Efficient use of your tax dollars starts with not squandering them. I’m certain our city government will continue with giveaways to those with political connections (e.g., campaign contributions) to our mayor and city council members. They’ll find ever-more-clever mechanisms for those giveaways, and continue with evolution of language that supports them.
The result will be even more high-rise housing projects, at least as long as the developers can continue to get financing. As those projects come online, you’ll see strong downward pressure on rents. That will leak out to the single-family rental market, which will push out investor/landlords and add to the lag of our owner-occupied property values behind the national market. In the meantime, the new apartment dwellers will boost bar district problems, and traffic on our streets.
As more of our neighbors are affected by these problems, we may see some new faces at City Hall. Hopefully this new energy will reinvigorate the involvement of our vintage neighborhoods, which will be reflected in better quality representation on the City Council.
Of course, the council members who’ve sold out, or bought into the urbanization of Scottsdale, will around the end of the year make a renewed effort to paint themselves as defenders of neighborhoods and champions of quality of life. Suzanne Klapp is on the downhill slope of her second term on council and has not telegraphed a run for a third term. Virginia Korte is though to have long desired the middle chair, and she’ll likely challenge Jim Lane if he hasn’t been able to find another stone from which to leap from the mayor’s office. Of course, Korte may have shot herself in the foot via her meddling in the Tonalea School mess. All this political jockeying will begin to get serious after the council’s 2015 summer break.

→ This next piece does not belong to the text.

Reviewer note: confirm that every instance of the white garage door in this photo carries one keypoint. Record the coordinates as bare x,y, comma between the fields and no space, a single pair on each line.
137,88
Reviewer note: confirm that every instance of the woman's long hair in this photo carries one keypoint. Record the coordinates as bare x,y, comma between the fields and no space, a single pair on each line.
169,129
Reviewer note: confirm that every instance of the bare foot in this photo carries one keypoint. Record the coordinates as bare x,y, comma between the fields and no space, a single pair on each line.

True fiscal conservative Guy Phillips will be up for reelection if he isn’t just sick of it. Maybe having Kathy Littlefield as an ally will help keep his spirits (and sense of civic duty and accomplishment) high.

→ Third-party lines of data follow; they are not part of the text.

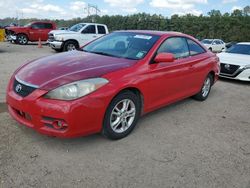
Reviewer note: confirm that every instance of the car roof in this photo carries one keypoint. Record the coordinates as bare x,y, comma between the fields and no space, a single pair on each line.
152,32
90,23
245,43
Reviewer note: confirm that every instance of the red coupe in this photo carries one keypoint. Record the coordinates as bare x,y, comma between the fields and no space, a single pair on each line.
107,85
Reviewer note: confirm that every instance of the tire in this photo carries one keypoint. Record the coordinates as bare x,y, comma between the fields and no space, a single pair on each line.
58,50
70,45
205,89
22,39
123,112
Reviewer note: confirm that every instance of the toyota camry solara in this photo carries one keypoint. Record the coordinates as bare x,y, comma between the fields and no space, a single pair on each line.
107,85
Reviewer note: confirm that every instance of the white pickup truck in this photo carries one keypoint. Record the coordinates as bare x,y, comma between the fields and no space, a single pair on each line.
76,36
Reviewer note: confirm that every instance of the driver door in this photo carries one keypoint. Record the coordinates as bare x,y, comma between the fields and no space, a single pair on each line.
170,81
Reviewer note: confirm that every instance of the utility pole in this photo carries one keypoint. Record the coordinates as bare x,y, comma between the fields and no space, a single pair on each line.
92,8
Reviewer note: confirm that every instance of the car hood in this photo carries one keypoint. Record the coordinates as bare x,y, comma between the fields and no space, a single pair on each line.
16,28
62,32
235,59
51,72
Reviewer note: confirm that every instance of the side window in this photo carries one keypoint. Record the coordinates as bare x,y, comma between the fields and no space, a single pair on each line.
101,29
216,42
48,26
89,30
194,48
38,26
175,45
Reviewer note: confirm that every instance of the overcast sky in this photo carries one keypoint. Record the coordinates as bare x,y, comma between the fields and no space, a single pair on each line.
68,9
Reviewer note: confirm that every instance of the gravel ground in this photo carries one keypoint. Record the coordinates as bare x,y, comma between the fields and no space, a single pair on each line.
187,144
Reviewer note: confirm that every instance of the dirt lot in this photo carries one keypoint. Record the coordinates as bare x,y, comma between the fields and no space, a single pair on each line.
188,144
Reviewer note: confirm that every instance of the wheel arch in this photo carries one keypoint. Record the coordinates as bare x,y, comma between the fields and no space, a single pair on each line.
21,33
135,91
73,40
212,73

Throughout all of it, Jason Rose will have his hand out for more taxpayer subsidies for his polo matches. He’ll have a lot of company. The Museum of the West already got a nice chunk, but I predict attendance won’t come close to supporting their cash burn. They’ll be back.
Meanwhile, we will have suffered through another round of taxpayer-subsidized Super Bowl parties, and golf tournaments. Whether spring rains will help mitigate our drought may impact the future of the golf industry in Scottsdale. Baseball spring training thankfully has a slower pace and uses a LOT less water.

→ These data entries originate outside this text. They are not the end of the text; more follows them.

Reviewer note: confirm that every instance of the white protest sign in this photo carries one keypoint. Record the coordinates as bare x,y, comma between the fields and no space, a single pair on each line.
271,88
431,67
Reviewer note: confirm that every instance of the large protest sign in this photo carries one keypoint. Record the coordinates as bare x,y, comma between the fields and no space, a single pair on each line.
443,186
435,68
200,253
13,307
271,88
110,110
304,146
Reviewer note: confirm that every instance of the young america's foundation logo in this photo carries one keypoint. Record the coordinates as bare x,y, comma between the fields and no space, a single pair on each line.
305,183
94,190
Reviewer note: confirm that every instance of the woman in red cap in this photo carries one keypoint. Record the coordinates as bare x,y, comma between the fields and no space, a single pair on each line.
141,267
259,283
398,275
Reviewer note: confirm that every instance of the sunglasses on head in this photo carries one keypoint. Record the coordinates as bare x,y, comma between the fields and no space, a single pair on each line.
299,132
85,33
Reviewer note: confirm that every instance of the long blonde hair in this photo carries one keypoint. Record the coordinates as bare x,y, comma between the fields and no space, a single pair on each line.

The uncertain health of the Scottsdale Republic (and parent Gannett) will determine the quality of coverage of these issues, or lack thereof, in our paper of record. Fortunately, the Scottsdale Independent continues to lead the charge on many issues, and I hope they can get vastly better circulation this year.
I’ll be doing my part on ScottsdaleTrails, and on the ST Facebook page.
So with today being the 25th, I guess I’ll quit saying “Happy New Year,” and get on with it!